Irina ist Mutter von drei mittlerweile erwachsenen Söhnen. Vor einem Monat hat sich Volodja aus dem Fenster gestürzt. Es ist derselbe Ort, an dem vor vier Jahren der älteste Bruder in den Tod sprang. Irina ist äußerlich nichts anzumerken. Russlands starke Frauen lassen sich nicht brechen… scheint es. Dann verliert sie bei unserer Begegnung die Fassung und weint bittere Tränen. Ich fühle meine Ohnmacht. Hier gibt es keinen Trost. Und doch scheinen ihr meine mit ihr geweinten Tränen neue  Kraft zu geben. 



Als ich 1991 nach Russland kam, waren wir überzeugt, dass das Land seinen Tiefpunkt erreicht hatte. Nun konnte es nur noch aufwärts gehen. Doch auch 2015 scheint die Talsohle längst nicht überwunden zu sein. Gesundheitssystem, Renten- und Altersversorgung liegen im Argen. Die vielen Armen werden stets ärmer und die wenigen Reichen immer reicher. Ein junger Taxifahrer ist jedoch überzeugt: „Nie ging es uns so gut wie heute. Die Welt hat Angst vor Russland. Putin lässt die Welt erzittern.“ Dies ist in der Tat die Botschaft in Presse und Fernsehen. 







Dynamik von innen



Im Gespräch mit meinen Freunden Boris und Anatoli wird eine andere Haltung deutlich. Nicht jeder denkt wie der Taxichauffeur: „Unserem Land geht es schlecht. Das Geld reicht zum Leben nicht aus. Der Staat sei an allem schuld, wiederholen unsere Kollegen ständig. Wir versuchen, einen Gegenpol zu den negativen Stimmen zu setzen. Ja, wir arbeiten viel und verdienen wenig, aber wir haben Arbeit und bekommen Geld. Das kann heute nicht jeder sagen. Wir erzählen unsere positiven Erfahrungen, die alle mit dem Glauben an Gott zu tun haben, und versuchen, persönliche Kontakte aufzubauen, die über das Arbeitsverhältnis hinausgehen.“ Mit einigen Kollegen hat sich die Situation entspannt. 
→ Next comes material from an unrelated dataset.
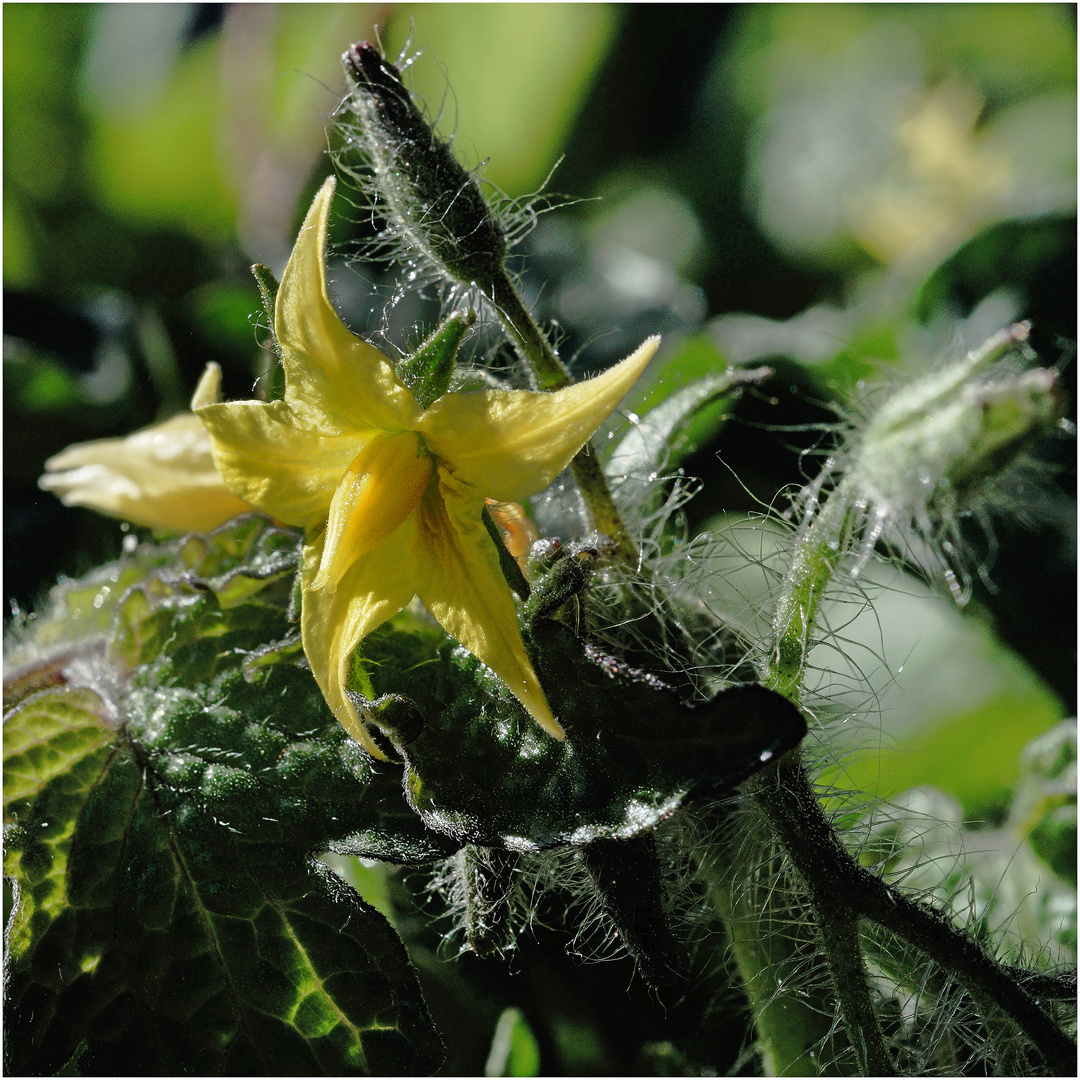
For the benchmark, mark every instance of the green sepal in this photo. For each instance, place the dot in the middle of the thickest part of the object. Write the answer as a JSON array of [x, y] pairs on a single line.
[[272, 385], [508, 564], [428, 372]]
Auch Marina und Irina erzählen später, dass sie bei aller Tragik und Ausweglosigkeit den Mut nicht verlieren. Der Kontakt mit Menschen, die versuchen, mit ihnen konkret nach dem Evangelium zu leben, stärkt sie immer wieder aufs Neue. Beide sagen: „Wir verdanken unsere Kraft unserem gemeinsam gelebten Glauben. Wir teilen unsere materiellen Dinge, aber auch geistlich stützen wir uns gegenseitig. Manchmal fühlen wir uns wie die ersten Christen, von denen gesagt wurde: Seht, wie sie einander lieben.“







Das Geschenk



An einem meiner letzten Tage in Moskau gehe ich in die Gemäldegalerie „Tretjakovskaia“. Beim Anblick der Bilder fühle ich die Kraft dieses Volkes. Ich entdecke Gewalt und Aggression, aber auch Zärtlichkeit und eine hohe Sensibilität für das Schöne, das Göttliche.
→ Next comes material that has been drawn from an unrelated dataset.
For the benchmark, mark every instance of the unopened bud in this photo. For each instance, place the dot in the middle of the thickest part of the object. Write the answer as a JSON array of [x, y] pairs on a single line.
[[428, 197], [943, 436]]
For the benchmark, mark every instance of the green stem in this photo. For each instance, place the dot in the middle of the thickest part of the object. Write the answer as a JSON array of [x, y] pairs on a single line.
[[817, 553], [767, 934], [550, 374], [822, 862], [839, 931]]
Und dies ist das Geschenk, das Russland mir heute wieder macht. Im Kontakt mit dem Land und seinen Bewohnern will Gott mir etwas sagen. Ich habe Ihn in einer kleinen Gruppe von Christen gefunden. Das „Wo zwei oder drei in meinem Namen versammelt sind, da bin ich mitten unter ihnen“ (Mt 18,20) hat sich hier inkarniert. Und dieses Zeugnis Seiner Gegenwart nehme ich in meinem Herzen mit in mein Leben „nach Russland“.